Updated 25 May 2023 at 15:25 IST
Astronomers spot possible black hole with stars moving 'like bees swarming around hive'
A cosmic region that appears to be a rare intermediate-mass black hole has caught the eye of astronomers from 6,000 light-years away.
A rare cosmic region that appears to be a midsize black hole has caught the eye of astronomers from 6,000 light-years away. Eduardo Vitral, an astrophysicist at the Space Telescope Science Institute in Maryland, along with his team, spotted a miniscule region containing the mass of 800 suns and causing disruption among stars located nearby.
The observations of the team have pointed to one thing- the potential existence of a rare intermediate-mass black hole that is located near the Scorpius constellation. "It's too tiny for us to be able to explain other than it being a single black hole. Alternatively, there might be a stellar mechanism we simply don't know about, at least within current physics," said Vitral, who is also the lead author of a study centred around the recent finding.
So far, most of the black holes discovered by astronomers come in two sizes, either as small as 10 to 100 times the sun's mass, or the ginormous ones that are millions, if not billions times heavier than the sun. Locating a medium-sized black hole has been a rare occurence, therefore, perplexing scientists.

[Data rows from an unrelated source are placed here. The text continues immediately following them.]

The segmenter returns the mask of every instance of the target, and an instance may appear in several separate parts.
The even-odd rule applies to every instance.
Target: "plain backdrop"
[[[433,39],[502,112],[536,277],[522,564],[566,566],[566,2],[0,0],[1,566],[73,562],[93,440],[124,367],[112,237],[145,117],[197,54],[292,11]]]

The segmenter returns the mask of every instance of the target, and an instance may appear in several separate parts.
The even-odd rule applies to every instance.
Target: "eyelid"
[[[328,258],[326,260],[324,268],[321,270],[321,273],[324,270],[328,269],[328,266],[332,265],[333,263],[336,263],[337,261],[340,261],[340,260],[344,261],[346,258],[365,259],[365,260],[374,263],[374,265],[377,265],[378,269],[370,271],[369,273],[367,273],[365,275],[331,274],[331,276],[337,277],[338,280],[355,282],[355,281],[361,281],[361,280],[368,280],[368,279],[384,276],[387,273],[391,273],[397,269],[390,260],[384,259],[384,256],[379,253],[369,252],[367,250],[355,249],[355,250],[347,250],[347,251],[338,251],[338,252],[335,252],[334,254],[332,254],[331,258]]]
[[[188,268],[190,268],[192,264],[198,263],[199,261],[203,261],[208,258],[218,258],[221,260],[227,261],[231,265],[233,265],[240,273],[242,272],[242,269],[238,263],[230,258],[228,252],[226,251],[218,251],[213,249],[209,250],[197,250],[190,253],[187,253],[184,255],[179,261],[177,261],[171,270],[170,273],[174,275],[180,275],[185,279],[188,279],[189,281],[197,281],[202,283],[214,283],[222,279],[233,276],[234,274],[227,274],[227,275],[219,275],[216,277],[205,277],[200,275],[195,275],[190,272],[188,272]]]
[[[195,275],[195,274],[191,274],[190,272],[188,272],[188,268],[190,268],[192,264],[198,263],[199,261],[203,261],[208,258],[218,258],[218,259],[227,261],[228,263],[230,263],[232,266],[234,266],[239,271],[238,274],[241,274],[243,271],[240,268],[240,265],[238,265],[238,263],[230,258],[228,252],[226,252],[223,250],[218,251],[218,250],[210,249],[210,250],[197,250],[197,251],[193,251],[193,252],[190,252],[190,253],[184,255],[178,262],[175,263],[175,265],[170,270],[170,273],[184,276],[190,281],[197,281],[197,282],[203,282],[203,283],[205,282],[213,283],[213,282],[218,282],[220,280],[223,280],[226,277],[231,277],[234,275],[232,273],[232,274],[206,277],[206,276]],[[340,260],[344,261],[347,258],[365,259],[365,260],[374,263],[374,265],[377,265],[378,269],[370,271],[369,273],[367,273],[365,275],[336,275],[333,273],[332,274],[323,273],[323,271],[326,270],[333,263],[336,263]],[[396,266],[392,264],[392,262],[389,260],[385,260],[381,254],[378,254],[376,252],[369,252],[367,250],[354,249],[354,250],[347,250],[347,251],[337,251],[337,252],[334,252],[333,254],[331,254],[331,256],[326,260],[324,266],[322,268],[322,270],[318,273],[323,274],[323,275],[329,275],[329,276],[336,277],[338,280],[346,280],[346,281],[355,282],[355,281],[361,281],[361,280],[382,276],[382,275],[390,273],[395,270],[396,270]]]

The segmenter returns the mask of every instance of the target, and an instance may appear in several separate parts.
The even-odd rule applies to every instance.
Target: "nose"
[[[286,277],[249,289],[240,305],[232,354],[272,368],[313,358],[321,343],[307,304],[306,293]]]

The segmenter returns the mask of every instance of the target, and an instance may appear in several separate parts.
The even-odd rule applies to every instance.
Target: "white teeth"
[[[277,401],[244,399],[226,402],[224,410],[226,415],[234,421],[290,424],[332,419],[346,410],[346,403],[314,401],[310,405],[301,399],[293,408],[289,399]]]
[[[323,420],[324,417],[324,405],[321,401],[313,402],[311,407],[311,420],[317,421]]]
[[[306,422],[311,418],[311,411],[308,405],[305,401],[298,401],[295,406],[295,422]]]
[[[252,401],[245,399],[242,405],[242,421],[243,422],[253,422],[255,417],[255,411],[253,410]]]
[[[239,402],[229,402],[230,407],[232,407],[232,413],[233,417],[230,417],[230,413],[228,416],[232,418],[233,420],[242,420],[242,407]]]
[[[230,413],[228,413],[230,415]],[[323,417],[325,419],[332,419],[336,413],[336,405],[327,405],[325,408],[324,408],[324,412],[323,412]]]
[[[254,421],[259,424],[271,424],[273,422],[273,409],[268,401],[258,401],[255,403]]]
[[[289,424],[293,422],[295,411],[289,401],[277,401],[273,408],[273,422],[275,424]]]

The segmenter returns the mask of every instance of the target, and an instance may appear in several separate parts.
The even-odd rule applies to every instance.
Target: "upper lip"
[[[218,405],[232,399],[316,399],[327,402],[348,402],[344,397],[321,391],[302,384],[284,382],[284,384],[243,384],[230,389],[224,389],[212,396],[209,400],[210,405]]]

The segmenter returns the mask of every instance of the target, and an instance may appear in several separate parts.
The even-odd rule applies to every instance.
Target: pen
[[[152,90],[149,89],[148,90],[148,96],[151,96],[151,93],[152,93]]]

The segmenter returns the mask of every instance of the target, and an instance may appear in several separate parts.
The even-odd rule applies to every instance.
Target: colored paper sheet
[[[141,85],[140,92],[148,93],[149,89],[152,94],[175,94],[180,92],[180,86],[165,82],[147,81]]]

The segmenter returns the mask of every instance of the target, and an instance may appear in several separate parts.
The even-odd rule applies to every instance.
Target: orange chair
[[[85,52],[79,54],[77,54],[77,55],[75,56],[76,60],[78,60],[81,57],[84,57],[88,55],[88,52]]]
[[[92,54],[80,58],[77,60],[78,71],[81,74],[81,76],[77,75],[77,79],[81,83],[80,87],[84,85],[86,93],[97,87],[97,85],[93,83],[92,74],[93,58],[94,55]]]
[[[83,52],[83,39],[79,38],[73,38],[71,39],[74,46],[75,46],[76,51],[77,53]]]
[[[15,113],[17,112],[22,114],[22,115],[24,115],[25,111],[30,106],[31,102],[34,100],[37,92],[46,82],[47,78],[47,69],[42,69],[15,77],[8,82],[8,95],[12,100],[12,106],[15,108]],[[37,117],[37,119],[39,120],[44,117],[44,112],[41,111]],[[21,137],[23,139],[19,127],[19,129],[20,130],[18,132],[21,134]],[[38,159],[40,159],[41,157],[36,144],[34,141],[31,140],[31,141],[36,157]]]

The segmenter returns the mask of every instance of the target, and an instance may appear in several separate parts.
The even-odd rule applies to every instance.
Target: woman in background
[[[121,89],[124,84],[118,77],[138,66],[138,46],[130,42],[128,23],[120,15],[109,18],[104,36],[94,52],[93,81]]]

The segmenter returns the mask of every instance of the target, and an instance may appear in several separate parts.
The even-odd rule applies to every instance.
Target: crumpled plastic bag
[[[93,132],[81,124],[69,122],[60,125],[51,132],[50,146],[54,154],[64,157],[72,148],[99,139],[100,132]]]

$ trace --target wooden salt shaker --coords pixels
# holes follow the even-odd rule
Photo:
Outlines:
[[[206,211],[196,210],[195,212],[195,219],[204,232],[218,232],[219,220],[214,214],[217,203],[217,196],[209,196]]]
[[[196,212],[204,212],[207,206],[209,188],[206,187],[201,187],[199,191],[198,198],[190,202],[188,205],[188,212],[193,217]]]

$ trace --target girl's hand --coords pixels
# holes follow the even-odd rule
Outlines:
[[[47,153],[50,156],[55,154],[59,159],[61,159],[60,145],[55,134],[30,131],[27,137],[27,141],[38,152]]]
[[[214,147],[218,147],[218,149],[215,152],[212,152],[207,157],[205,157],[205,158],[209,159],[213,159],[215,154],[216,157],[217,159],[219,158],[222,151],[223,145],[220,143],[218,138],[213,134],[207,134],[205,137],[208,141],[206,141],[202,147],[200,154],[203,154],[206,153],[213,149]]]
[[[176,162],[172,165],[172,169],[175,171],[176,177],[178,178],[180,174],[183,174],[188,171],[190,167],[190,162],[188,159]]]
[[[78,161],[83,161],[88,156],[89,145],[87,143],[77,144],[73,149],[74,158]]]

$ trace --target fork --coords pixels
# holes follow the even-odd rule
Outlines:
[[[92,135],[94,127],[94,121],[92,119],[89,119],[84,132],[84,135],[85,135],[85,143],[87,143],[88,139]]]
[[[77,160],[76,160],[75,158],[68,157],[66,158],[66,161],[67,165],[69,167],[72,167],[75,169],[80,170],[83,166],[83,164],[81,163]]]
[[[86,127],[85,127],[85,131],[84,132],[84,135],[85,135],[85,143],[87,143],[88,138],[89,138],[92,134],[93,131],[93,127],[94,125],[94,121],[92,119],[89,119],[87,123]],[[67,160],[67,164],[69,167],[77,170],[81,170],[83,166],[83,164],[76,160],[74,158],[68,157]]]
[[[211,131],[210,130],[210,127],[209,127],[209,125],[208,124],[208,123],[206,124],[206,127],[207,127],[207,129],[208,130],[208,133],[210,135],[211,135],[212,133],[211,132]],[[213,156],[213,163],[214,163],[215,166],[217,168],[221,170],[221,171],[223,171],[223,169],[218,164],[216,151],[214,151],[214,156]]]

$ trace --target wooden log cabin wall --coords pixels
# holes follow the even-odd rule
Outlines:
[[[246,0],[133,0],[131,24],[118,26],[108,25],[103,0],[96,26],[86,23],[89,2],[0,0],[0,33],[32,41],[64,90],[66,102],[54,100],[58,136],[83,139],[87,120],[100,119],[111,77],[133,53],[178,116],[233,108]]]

How astronomers made the discovery
However, Vitral's team believes that it has been able to find the "gravitational pothole," thanks to a comprehensive analysis of more than a decade worth of Hubble Space Telescope data on the Messier 4 (or M4) star cluster, according to Space.com. The black hole, like all others, is not directly visible.
To view it, the team used data from the European Space Agency's star-mapping Gaia spacecraft to observe the motion of stars at M4's center, which appeared "like bees swarming around a hive". "If the object isn't a single intermediate-mass black hole, it would require an estimated 40 smaller black holes crammed into a space only one-tenth of a light-year across to produce the observed stellar motions. The consequences are that they would merge and/or be ejected in a game of interstellar pinball," Vitral's team said in a statement.